Declare a function findEnd that takes a parameter N. If N == -1 or Map[N] == -1, return N. If Map[N] == N, return N. Otherwise, return findEnd(Map[N]).
When entering data, if neither attraction has a record, set the right one to the left one. If both have records, set one of the map values to findEnd(the other one). If one has a record and the other does not, set the one without a record's map value to findEnd(the other one).
After collecting the data, declare a map ans to record the maximum number of attractions. Run a loop from 0 to N-1. If findEnd(current number) != -1, increment ans[findEnd(current number)]++ and check for the maximum value. The answer will be the maximum value found.

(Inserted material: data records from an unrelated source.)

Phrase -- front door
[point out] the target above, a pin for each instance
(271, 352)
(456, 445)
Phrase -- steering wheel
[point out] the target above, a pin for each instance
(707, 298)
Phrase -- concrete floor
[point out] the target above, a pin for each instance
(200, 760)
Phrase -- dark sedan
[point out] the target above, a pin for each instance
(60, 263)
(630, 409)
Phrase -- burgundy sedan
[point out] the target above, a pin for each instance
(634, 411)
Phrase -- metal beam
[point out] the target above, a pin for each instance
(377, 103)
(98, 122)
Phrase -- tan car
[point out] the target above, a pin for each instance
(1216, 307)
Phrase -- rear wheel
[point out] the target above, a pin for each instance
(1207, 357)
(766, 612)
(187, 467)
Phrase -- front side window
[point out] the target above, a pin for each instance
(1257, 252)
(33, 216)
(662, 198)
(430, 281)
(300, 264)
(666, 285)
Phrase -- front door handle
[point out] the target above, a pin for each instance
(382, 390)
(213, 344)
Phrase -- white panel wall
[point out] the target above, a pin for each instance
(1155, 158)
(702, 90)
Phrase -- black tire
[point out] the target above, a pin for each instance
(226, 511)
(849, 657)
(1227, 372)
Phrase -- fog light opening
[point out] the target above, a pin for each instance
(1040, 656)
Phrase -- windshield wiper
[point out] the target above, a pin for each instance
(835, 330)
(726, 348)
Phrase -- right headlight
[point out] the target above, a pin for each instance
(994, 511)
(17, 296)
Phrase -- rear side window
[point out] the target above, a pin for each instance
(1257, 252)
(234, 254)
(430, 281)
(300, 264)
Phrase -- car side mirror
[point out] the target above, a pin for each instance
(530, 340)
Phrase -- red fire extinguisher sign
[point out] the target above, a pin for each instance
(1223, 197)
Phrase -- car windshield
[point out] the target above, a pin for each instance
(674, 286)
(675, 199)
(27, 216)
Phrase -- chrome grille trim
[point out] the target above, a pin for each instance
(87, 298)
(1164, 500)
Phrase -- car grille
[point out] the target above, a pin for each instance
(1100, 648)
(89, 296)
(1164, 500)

Sample Code-ZeroJudge D831: Graduation Trip
#include <iostream>
#include <map>
using namespace std;
int N, M;
map<int, int>MAP;
int findEnd(const int N) {
if (N == -1 || MAP[N] == -1) return -1;
if (MAP[N] == N) return N;
return findEnd(MAP[N]);
}
void graduate(const int a, const int b) {
if (MAP[a] == -1 && MAP[b] == -1) {
if (b == 0) {
MAP[a] = b;
MAP[b] = b;
}
else {
MAP[a] = a;
MAP[b] = a;
}
}
else if (MAP[a] != -1 && MAP[b] != -1) {
if (findEnd(MAP[b]) == 0) MAP[findEnd(a)] = 0;
else MAP[findEnd(b)] = findEnd(a);
}
else {
if (MAP[a] != -1) MAP[b] = findEnd(a);
else MAP[a] = findEnd(b);
}
}
int main() {
cin.sync_with_stdio(0);
cin.tie(0);
while (cin >> N >> M) {
if (M == 0) {
cout << "1\n";
continue;
}
MAP.clear();
for (int i = 0; i<N; i++) MAP[i] = -1;
for (int i = 0; i<M; i++) {
int a, b;
cin >> a >> b;
graduate(a, b);
}
map<int, int>ans;
int max = -999;
for (int i = 0; i<N; i++) {
const int tmp = findEnd(i);
if (tmp != -1) ans[tmp]++;
if (ans[tmp] > max) max = ans[tmp];
}
cout << max << "\n";
}
}
//ZeroJudge D831
//Dr. SeanXD我的宇恆,畢業快樂!